I'm trying to find a way to determine all possible words that can be spelled out by a given number, given a mapping of alphabets to values.
I eventually want to find a solution that works for any 1- or 2- digit value mapping for a letter, but for illustration, assume A=1, B=2, ... Z=26.
Example: 12322
can be equal to abcbb (1,2,3,2,2)
, lcbb (12,3,2,2)
, awbb (1,23,2,2)
, abcv (1,2,3,22)
, awv (1,23,22)
, or lcv (12,3,22)
.
Here's what I have thought of so far:
I will build a tree of all possible words using the number.
To do this, I will start out with a tree with one root node with dummy data.
I will parse then the number digit-by-digit starting from the least significant digit.
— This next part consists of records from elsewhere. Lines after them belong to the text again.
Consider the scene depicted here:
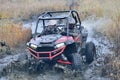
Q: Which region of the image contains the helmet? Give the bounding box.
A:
[68,17,75,29]
[68,17,75,24]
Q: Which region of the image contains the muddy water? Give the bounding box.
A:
[0,16,111,80]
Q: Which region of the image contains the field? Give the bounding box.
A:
[0,0,120,79]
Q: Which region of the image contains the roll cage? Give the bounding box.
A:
[35,10,81,36]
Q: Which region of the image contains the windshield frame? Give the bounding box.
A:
[35,17,69,36]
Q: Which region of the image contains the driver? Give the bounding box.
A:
[42,20,57,35]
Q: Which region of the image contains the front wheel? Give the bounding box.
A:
[85,42,96,64]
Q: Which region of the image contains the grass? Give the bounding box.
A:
[0,0,120,79]
[0,20,31,47]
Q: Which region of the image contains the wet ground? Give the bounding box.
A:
[0,16,112,80]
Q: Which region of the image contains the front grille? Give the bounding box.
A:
[51,49,61,56]
[39,53,49,57]
[37,47,54,52]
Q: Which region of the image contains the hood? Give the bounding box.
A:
[30,34,62,45]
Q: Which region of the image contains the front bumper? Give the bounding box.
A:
[28,46,66,60]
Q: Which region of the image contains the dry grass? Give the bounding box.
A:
[0,20,31,47]
[0,0,120,80]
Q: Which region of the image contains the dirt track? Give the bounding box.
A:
[0,16,111,80]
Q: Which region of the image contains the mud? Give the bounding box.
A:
[0,16,112,80]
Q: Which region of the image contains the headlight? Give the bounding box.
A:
[55,43,65,48]
[30,44,37,49]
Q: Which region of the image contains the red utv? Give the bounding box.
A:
[27,10,96,69]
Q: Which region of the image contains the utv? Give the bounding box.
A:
[27,10,96,69]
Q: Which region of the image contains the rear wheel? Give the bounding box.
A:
[85,42,96,64]
[71,53,82,70]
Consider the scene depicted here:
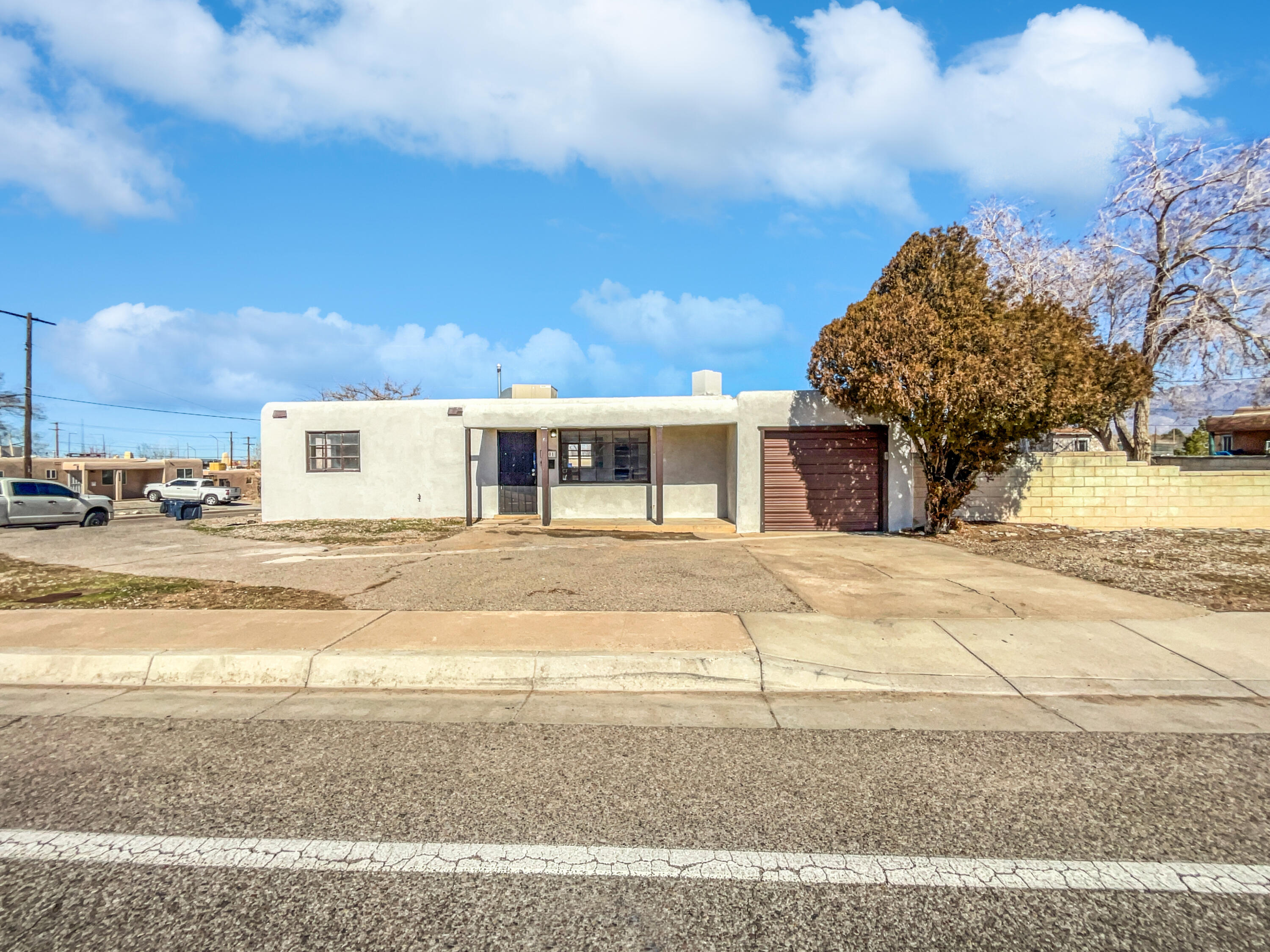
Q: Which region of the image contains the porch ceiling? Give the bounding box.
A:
[464,397,737,429]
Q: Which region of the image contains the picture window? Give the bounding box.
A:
[560,429,649,482]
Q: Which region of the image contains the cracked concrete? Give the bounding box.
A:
[742,533,1205,621]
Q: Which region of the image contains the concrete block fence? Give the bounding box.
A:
[913,452,1270,529]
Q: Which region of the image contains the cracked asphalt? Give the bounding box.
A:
[0,717,1270,949]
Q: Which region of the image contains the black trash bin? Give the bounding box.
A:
[177,501,203,522]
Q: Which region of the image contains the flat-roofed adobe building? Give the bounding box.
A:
[1204,406,1270,456]
[260,371,913,532]
[0,454,203,500]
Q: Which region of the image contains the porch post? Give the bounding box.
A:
[464,426,472,526]
[654,426,665,526]
[538,426,551,526]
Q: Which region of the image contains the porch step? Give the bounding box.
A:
[481,515,737,534]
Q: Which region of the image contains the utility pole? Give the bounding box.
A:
[0,311,57,480]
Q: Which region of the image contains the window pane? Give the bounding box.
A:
[307,430,362,472]
[560,429,649,482]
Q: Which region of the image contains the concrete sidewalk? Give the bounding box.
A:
[0,609,1270,701]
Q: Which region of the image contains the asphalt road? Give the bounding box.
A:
[0,717,1270,949]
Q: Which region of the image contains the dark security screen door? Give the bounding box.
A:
[498,430,538,515]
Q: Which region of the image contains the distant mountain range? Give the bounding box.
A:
[1151,378,1270,433]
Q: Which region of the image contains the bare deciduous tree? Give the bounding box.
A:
[972,127,1270,459]
[808,225,1151,533]
[321,377,423,400]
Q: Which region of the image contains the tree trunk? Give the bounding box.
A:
[922,453,978,536]
[1130,397,1151,463]
[1111,414,1133,453]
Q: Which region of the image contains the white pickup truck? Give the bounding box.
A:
[0,477,114,529]
[144,480,243,505]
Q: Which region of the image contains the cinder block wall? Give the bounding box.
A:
[914,453,1270,529]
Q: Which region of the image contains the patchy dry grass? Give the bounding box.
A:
[192,517,464,546]
[936,523,1270,612]
[0,555,345,609]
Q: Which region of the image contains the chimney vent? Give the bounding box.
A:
[692,371,723,396]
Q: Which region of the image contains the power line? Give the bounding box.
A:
[31,396,258,423]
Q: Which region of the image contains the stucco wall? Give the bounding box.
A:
[260,397,735,522]
[551,482,652,519]
[260,400,470,522]
[737,390,913,532]
[662,426,734,519]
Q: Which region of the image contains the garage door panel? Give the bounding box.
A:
[763,426,885,532]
At each step, I will take the last digit of the remaining part of the number and insert it into the left subtree of the current node, and remove that digit from the number for that node's left subtree. For the same node, I will then check if the previous TWO digits together form a valid alphabet, and if so, I will put them into the right subtree (and remove the 2 digits from the number for that node's right subtree).
I will then repeat the above steps recursively for each node, using the part of the number that's left, until there are no more digits left.
To illustrate, for 12322
my tree will look something like this:
*
/ \
/ \
2 22
/ / \
2 3 23
/ \ / \ /
3 23 2 12 1
/ \ / /
2 12 1 1
/
1
To get the words then, I will traverse all possible paths from the leaves to the nodes.
This seems to be an overly complex solution for what I thought would be a fairly simple problem, and I'm trying to find if there's a simpler way to solve this.